HTML5とは何か(狭義・広義)
HTML5 は、WHATWG(Apple、Mozilla、Opera等のベンダー)および World Wide Web Consortium(W3C) が HTML4 に代わる次世代の HTML として策定を進めている HTML 仕様です。
HTML5が生まれた理由(歴史的な背景)
2004年6月W3Cのワークショップにて 、ブラウザ開発各社は、Webアプリが台頭しており「HTMLの拡張」を提案しました。
しかし「HTML」の規格を策定しているW3Cは、HTMLは段階を経てXMLに移行する予定だったためブラウザ開発各社と対立しました。
そこで、Apple、Mozilla、Opera等のベンダーは新しくWHATWGを立ち上げました。
ベンダーが関わった仕様は開発者から評価を得て、W3Cも一向に進まない「XMLへの移行」を諦め、2007年よりHTML5の策定をWHATWGと協力して始めました。
年代 | HTML | XML | XHTML | CSS |
---|---|---|---|---|
1998 | HTML4.0仕様改訂 | XML1.0勧告 | CSS2勧告 | |
1999 | HTML4.01勧告 | |||
2000 | XHTML1.0勧告 | |||
XHTMLBasic勧告 | ||||
2001 | XHTML1.1勧告 | |||
2004 | XML1.1勧告 | XHTML2.0草案 | ||
2008 | HTML5草案 | CSS3草案 | ||
2009 | 活動停止 |
狭義のHTML5と広義のHTML5
HTML5では、今まで開発者が苦労していたところの改善、よく使う機能などを盛り込みました。また、プラグインなどを使って機能としてバラバラに提供されていたものをAPIとして導入しました。
簡単には次のような機能が強化・拡張されました。
- グラフィック機能の強化(Canvas / SVG / WebGL)
- マルチメディア機能の強化(Audio / Video)
- オフライン機能の強化(Web Storage / IndexedDB)
- キャッシュ機能の強化(Application Cache)
- マルチスレッド対応(Web Workers)
- 双方向通信機能の強化(WebSocket)
- ローカルファイルの操作(File API)
- 位置情報の取得(Geolocation API)
- input要素のtype追加(email / date / range / serach / tel / color / number)

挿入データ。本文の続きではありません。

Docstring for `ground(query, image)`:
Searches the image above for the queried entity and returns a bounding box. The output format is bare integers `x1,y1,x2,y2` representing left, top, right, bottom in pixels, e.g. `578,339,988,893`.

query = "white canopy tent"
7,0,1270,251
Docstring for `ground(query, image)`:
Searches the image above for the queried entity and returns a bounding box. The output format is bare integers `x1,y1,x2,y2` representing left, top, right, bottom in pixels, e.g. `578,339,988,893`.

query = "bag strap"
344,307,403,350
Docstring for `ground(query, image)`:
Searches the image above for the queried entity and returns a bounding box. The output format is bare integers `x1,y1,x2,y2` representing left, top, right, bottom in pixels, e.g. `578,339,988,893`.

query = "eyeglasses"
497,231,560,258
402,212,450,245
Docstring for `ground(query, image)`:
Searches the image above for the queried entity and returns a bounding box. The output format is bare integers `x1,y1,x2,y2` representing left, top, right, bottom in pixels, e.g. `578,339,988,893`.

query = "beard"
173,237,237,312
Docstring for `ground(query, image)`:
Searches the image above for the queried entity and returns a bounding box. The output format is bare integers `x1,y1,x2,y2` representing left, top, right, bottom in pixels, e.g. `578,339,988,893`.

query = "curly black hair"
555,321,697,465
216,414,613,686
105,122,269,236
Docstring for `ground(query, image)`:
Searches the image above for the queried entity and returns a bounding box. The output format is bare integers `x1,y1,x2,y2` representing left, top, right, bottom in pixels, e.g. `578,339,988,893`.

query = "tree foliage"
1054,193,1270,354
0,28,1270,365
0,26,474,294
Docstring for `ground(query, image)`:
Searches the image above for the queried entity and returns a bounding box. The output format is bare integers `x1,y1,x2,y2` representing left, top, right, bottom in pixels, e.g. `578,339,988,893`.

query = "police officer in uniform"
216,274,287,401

これらの技術の中には狭義にはHTML5とは呼べないものもあります。
正確に分類すると次のようになります。
これらすべてをHTML5と呼ぶこともある
一般的にHTML5と呼ばれる範囲(広義のHTML5)
W3CのHTML5仕様
(狭義のHTML5)
廃止予定の要素
「HTML5」では次の要素は廃止予定となっています。
廃止予定の要素には代価方法が提案されています。
要素 | 説明 | 代価方法 |
---|---|---|
acronym | 頭字語 | abbr |
applet | Javaアプレットの埋め込み | embed、object |
basefont | ページの基準フォントサイズ | スタイルシート |
bgsound | BGMの自動再生 | audio |
big | フォントを大きく表示 | スタイルシート |
blink | 点滅して表示 | スタイルシート |
center | 要素の左右中央揃え | スタイルシート |
dir | ディレクトリ型リスト | ul |
font | フォント装飾(色・サイズ・種類) | スタイルシート |
frame | フレームの定義 | iframe、スタイルシート |
frameset | フレーム(frame要素)の構成 | iframe、スタイルシート |
isindex | キーワード検索入力欄の埋め込み | form と テキストフィールド |
listing | ソースをそのまま表示(タグは解釈) | pre と code |
marquee | スクロールして表示 | スタイルシート |
multicol | cols属性で指定した段数に段組 | スタイルシート |
nextid | a要素で自動的にアンカーを生成 | GUID |
nobr | 改行されずに表示 | スタイルシート |
noembed | embed要素に未対応向け代替内容 | embed |
noframes | フレーム未対応ユーザー向けの代替テキスト | iframe、スタイルシート |
plaintext | ソースをそのまま表示 | MIMEタイプに"text/plain" |
rb | ルビ(ふりがな)を付ける | ruby |
spacer | スペースを挿入 | スタイルシート |
strike | テキストに取消線を引く | del、s |
tt | テキストを等幅フォントにする | スタイルシート |
xmp | ソースをそのまま表示 | code(特殊文字はエスケープ) |
なお、「s」要素「u」要素も廃止予定でしたが、次のように意味合いが変更されて残りました。
要素名 | HTML4.01までの使い方 | HTML5での変更点 |
---|---|---|
s | テキストに取消線を引く | 古くなった情報や関連性のない情報に使う。削除には del要素を使うこと |
u | テキストに下線を引く | はっきり発音されない文字やミススペルに使う、mark要素を使うこと |
※このエントリーに書かれている内容は、今後HTML5の仕様の変更により推奨される記述方法が変わる可能性があります。